# Machine Learning Trading Bot

In this Challenge, you’ll assume the role of a financial advisor at one of the top five financial advisory firms in the world. Your firm constantly competes with the other major firms to manage and automatically trade assets in a highly dynamic environment. In recent years, your firm has heavily profited by using computer algorithms that can buy and sell faster than human traders.

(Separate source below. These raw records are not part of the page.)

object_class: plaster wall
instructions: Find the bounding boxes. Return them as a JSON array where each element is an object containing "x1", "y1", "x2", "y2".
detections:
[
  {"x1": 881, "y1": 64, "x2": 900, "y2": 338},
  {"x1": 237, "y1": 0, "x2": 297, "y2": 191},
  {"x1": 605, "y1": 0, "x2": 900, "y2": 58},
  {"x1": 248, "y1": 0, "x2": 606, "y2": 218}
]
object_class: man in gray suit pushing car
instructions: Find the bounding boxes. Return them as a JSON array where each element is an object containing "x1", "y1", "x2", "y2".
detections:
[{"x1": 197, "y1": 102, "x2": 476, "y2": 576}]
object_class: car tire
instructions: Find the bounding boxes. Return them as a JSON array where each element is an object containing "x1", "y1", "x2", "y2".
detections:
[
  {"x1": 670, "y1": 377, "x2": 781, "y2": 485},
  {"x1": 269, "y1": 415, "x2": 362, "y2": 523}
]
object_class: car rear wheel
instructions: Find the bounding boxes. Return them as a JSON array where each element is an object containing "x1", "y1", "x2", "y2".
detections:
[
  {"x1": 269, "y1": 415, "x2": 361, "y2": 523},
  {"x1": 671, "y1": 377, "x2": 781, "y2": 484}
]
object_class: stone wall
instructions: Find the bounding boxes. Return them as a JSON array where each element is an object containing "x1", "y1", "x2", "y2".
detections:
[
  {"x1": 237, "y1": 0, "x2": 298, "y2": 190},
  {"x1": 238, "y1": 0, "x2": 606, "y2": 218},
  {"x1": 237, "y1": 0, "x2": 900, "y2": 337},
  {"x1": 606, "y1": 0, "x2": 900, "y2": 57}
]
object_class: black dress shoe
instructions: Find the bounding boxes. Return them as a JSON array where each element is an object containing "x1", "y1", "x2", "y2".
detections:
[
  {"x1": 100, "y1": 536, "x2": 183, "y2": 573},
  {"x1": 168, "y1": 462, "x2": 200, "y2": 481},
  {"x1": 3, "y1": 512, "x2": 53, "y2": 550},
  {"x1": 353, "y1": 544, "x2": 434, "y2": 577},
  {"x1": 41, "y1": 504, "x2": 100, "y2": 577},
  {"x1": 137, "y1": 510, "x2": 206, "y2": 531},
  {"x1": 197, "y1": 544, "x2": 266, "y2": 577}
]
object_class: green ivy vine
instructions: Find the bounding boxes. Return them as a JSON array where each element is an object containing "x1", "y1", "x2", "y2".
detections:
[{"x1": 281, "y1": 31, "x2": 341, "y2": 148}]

The speed of these transactions gave your firm a competitive advantage early on. But, people still need to specifically program these systems, which limits their ability to adapt to new data. You’re thus planning to improve the existing algorithmic trading systems and maintain the firm’s competitive advantage in the market. To do so, you’ll enhance the existing trading signals with machine learning algorithms that can adapt to new data.

## Instructions:

Use the starter code file to complete the steps that the instructions outline. The steps for this Challenge are divided into the following sections:

* Establish a Baseline Performance

* Tune the Baseline Trading Algorithm

* Evaluate a New Machine Learning Classifier

* Create an Evaluation Report

#### Establish a Baseline Performance

In this section, you’ll run the provided starter code to establish a baseline performance for the trading algorithm. To do so, complete the following steps.

Open the Jupyter notebook. Restart the kernel, run the provided cells that correspond with the first three steps, and then proceed to step four. 

1. Import the OHLCV dataset into a Pandas DataFrame.

2. Generate trading signals using short- and long-window SMA values. 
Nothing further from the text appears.